Theyn shrugged. “You do get pretty intense.”
“Fine.” He looked at Sera with a sour expression, but he winked at her and ruined it. “Let’s go.”
“Good luck,” she told them as they left, data pads in hand. “Let me know what you find out.”
They smiled at her, and Theyn nodded. “We will.”
Chapter Nine
Theyn and Beno entered the medical center, their shoulders nearly touching as they stepped into the lobby. One of the orderlies approached them immediately, a guarded look on her face, her golden hybrid eyes narrowed.
“Can I help you?”
Theyn smiled, doing his best to be charming. “We’d like to speak to one of the Itzelan men.”
“Which one?”
“Any of them. All of them.” Beno fixed her with his steady gaze. “We have questions for them.”
The orderly hesitated. “Just a moment.”
Beno told his bond mate, ‘They’re not going to let us see them.’
‘You don’t know that. Just be patient.’
‘I don’t trust them.’
Theyn smiled. ‘Do you trust anyone?’
‘Only you and Sera.’
‘I’m glad I made the list. I feel so honored.’
Beno scowled. ‘Asshole.’
Theyn laughed quietly as the orderly returned, this time with a white-coated human in tow. The man extended his hand toward Theyn. “I’m Dr. Winston. I understand you want to question my patients.”
The blond Ylian accepted the handshake. Beno looked at their clasped hands with open suspicion. “Yes.

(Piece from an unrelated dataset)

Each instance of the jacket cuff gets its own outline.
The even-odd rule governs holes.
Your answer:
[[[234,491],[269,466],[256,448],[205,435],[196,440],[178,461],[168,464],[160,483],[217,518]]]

It’s not as serious as all that. I just need to understand what they suffered.”
Winston crossed his arms. “I would prefer that you leave them alone. The gentlemen who are still in this facility are in a fragile state, both physically and emotionally, and your questions may do them harm.”
“The last thing we want to do is cause anyone harm, or even discomfort,” the royal Ylian quickly assured him. Through their pair bond, he could feel Beno’s mind opening, reaching out. Telepathy could be a useful way to eavesdrop. “Are there any males who are no longer under your care that we could speak with?”
The doctor frowned, his mouth pressing into a thin, hard line. “Well… yes. There’s the man called Itan. He’s housed in the southwest wing, room eight.”
Beno smiled, offering an unusually friendly expression to the surly human. “Thank you, Dr. Winston. Your assistance is most appreciated.”
They turned in unison to walk out of the medical center. Theyn asked Beno, ‘All right, telepath. What did you read?’
‘He’s lying, of course. He doesn’t want us to talk to them at all, and he was prepared to send us to this Itan. He was waiting for us, and Itan will be, too.’
Theyn nodded as he held the door for his bond mate. ‘As you suspected he would be. Then there is some sort of conspiracy, and Itan is in on whatever is really going on here. He must have been planted among the others in the Men’s Quarters.’
‘Do you really think the Bruthesan conspiracy has extended all the way to this facility?’
‘You’re the one who says he doesn’t trust anybody.’ He let the door close, and they walked on. ‘You tell me.’